What is the history of fare evasion, and is the TTC exaggerating the problem?

For many years, the TTC claimed that its fare evasion rate was only a few per cent of total ridership, a cost of doing business with the number of cheats not being worth the effort to catch them.

A five per cent rate is normal for transit systems in large cities. Toronto’s Auditor General found a 5.4 per cent rate in her review last year. That review projected fare cheats cost Toronto $65.5 million annually, but this number should actually be $73.5 million according to the TTC. The difference arises because those who travel free were included in the AG’s rider count.

Evasion is not new. Back in the day, a favourite tactic was to use invalid transfers.

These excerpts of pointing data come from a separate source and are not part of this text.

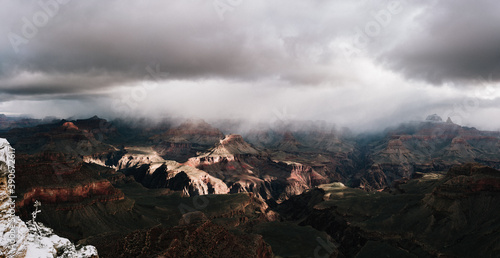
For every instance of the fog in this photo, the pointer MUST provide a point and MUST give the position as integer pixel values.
(365, 65)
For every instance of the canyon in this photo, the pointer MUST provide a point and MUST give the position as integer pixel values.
(148, 188)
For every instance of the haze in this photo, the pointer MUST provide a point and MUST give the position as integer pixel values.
(363, 64)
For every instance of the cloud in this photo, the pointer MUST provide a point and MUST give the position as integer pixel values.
(450, 42)
(247, 60)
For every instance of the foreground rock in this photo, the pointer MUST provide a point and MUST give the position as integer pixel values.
(32, 239)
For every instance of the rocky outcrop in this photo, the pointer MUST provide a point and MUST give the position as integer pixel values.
(186, 140)
(32, 239)
(194, 238)
(152, 171)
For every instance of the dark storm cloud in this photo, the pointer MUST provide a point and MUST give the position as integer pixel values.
(453, 41)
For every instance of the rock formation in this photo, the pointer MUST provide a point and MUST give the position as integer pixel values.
(32, 239)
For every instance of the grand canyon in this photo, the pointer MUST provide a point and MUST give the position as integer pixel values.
(193, 190)
(249, 128)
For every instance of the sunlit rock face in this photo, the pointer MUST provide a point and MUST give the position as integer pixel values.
(186, 140)
(31, 239)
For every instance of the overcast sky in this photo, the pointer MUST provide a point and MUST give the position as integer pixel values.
(362, 64)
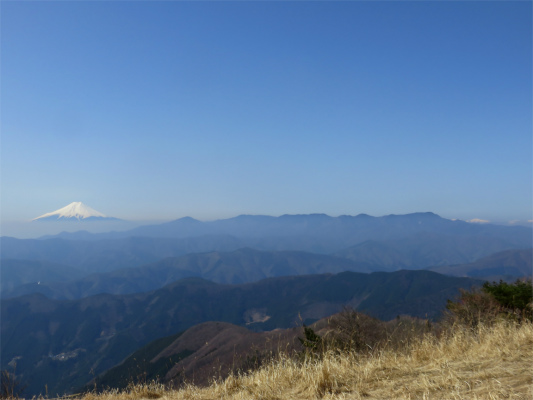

Problems began on the Queen line with its longer two-section streetcars and the loading of passengers through three sets of doors. The TTC assumed that many riders would transfer to or from another route where their fare would be checked. Inspections on the Queen car were rare.

As more vehicles and stations shifted to an automatic fare payment system, travelling free became much easier and evasion rates climbed, especially on routes where fares are not closely checked – namely, on streetcars, bus routes with all-door loading, and subway turnstiles.

The TTC has also moved to standard fare gates to reduce its fare collection costs. Entrances with no staff, formerly impenetrable thanks to high-gate turnstiles, are now susceptible to fare evasion requiring staff to be deployed once again.

Evasion can take many forms. Riders might tap a discounted card they are not entitled to use, or might not tap at all. Children’s cards for free travel are a special problem – they have been far too easy to get.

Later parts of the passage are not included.